Grüne wollen regieren - und streben eine sozial-ökologische Erneuerung an

·Lesedauer: 3 Min.
Robert Habeck und Annalena Baerbock

Die Grünen wollen nach der Bundestagswahl regieren - und treten mit dem Anspruch einer grundlegenden Erneuerung an. In dem am Freitag vorgestellten Entwurf für ein Wahlprogramm plädiert die Partei für eine "sozial-ökologische Neubegründung" der Marktwirtschaft und stellt einen "klimagerechten Wohlstand" in Aussicht. Parteichef Robert Habeck sagte bei der Vorstellung des Programms, mit dem Abschied von Kanzlerin Angela Merkel (CDU) gehe eine politische Ära zu Ende, danach beginne eine neue.

"Die Regierungsparteien sind erlahmt und müde", kritisierte Habeck. Die Grünen legten mit diesem Wahlprogramm nun eine "Vitaminspritze" vor.

Das Programm steht unter dem Motto "Deutschland. Alles ist drin." In der Corona-Pandemie seien die Menschen über sich hinausgewachsen, sagte Ko-Parteichefin Annalena Baerbock. "Jetzt ist es an der Zeit, dass die Politik endlich über sich hinauswächst."

Für die Zeit nach der Corona-Pandemie schlagen die Grünen für das laufende Jahrzehnt ein Investitionsprogramm von jährlich 50 Milliarden Euro zusätzlich vor. Eine Lockerung der Schuldenbremse soll nach dem Willen der Grünen den Weg für staatliche Investitionen frei machen.

Beim Klimaschutz geben sie das Ziel aus, bis 2030 statt der angepeilten 55 Prozent an CO2-Reduktion 70 Prozent zu schaffen. Mit Blick auf das Pariser Klimaschutzabkommen heißt es: "Es ist notwendig, auf den 1,5-Grad-Pfad zu kommen."

Bei der Einkommensteuer soll ab einem Einkommen von 100.000 Euro für Alleinstehende und 200.000 Euro für Paare eine neue Stufe mit einem Steuersatz von 45 Prozent eingeführt werden. Ab 250.000 beziehungsweise 500.000 Euro sollen es 48 Prozent sein.

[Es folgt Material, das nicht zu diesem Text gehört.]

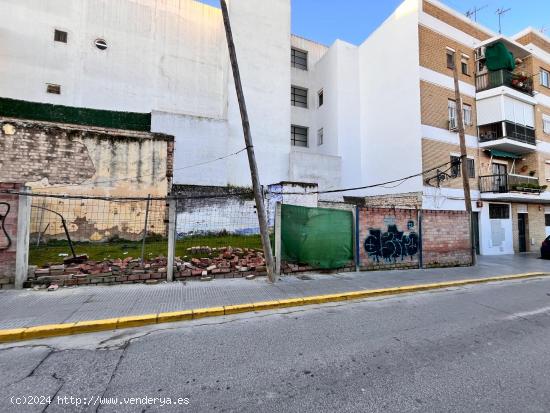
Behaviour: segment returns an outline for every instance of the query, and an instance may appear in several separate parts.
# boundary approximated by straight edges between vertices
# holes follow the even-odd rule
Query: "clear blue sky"
[[[218,5],[218,0],[200,0]],[[246,1],[246,0],[240,0]],[[269,0],[265,0],[269,1]],[[402,0],[292,0],[292,33],[327,45],[336,39],[360,44]],[[550,35],[550,0],[443,0],[453,9],[487,7],[478,22],[498,32],[498,8],[511,8],[503,17],[503,33],[515,34],[528,26],[546,26]]]

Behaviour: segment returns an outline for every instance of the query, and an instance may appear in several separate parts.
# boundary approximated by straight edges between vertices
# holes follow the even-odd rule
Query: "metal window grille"
[[[307,108],[307,89],[292,86],[290,90],[292,106]]]
[[[53,39],[56,42],[67,43],[68,37],[69,37],[69,35],[67,34],[67,32],[64,32],[63,30],[57,30],[56,29],[55,32],[54,32]]]
[[[307,70],[307,52],[294,49],[291,50],[292,67],[297,69]]]
[[[509,219],[510,207],[503,204],[489,204],[490,219]]]
[[[307,148],[308,146],[308,129],[303,126],[291,127],[291,143],[292,146],[302,146]]]
[[[323,143],[324,143],[324,139],[325,139],[325,131],[323,128],[319,129],[317,131],[317,145],[318,146],[321,146]]]
[[[46,87],[46,92],[54,94],[54,95],[60,95],[61,94],[61,86],[60,85],[49,84]]]
[[[321,89],[318,95],[319,95],[319,107],[321,107],[325,103],[325,91]]]

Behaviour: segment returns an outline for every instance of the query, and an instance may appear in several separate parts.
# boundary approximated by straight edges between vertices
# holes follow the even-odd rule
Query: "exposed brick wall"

Zudem wird im Programmentwurf für eine Vermögensteuer geworben. Sie soll ab zwei Millionen Euro pro Person gelten und ein Prozent jährlich betragen. Ab 2030 sollen nach dem Willen der Grünen nur noch emissionsfreie Autos neu zugelassen werden. Kurzstreckenflüge sollen bis 2030 überflüssig gemacht werden - durch einen massiven Ausbau der Bahn.

Das bisherige Hartz-IV-System soll nach dem Willen der Grünen durch eine Garantiesicherung ersetzt werden, die auf die bisherigen Sanktionen verzichtet. Zudem wollen die Grünen die bisherigen Leistungen für Kinder zu einer Kindergrundsicherung zusammenfassen. Das Programm soll auf einem Parteitag im Juni beschlossen werden.

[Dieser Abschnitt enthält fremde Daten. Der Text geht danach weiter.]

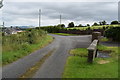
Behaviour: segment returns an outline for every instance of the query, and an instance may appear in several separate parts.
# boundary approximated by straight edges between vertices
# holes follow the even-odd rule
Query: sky
[[[60,15],[66,26],[70,22],[92,25],[103,20],[107,23],[118,20],[118,0],[64,1],[4,0],[0,19],[5,26],[38,26],[41,9],[41,26],[58,25]]]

FDP-Chef Christian Lindner warnte vor den Kosten der Grünen-Forderung: "Das Grünen-Programm wird für viele Menschen und viele Familien teuer werden." Die Grünen wollten "eine andere Gesellschaft", erklärte der Bundesverband der Deutschen Industrie (BDI). Für ein Wiederanlaufen der Wirtschaft nach der Pandemie benötige Deutschland aber "eine deutlich wachstumsfreundlichere Politik". Und die Vermögensteuer schmälere die Investitionschancen.

Klimaschützer kritisierten die Vorlage hingegen als unzureichend. Der Ex-Sprecher von "Fridays for Future", Jakob Blasel, sagte dem Redaktionsnetzwerk Deutschland (RND), der im Programmentwurf enthaltene Vorschlag für den CO2-Preis sei viel zu unambitioniert. Die Maßnahmen, die einen CO2-Preis ersetzen sollten, seien "zahnlos", sagte der designierter Bundestagskandidat der Grünen.

Zufrieden zeigte sich hingegen SPD-Generalsekretär Lars Klingbeil. "Wenn ich mir den Entwurf der Grünen anschaue, dann sehe ich einige programmatische Schnittmengen", sagte er der "Welt".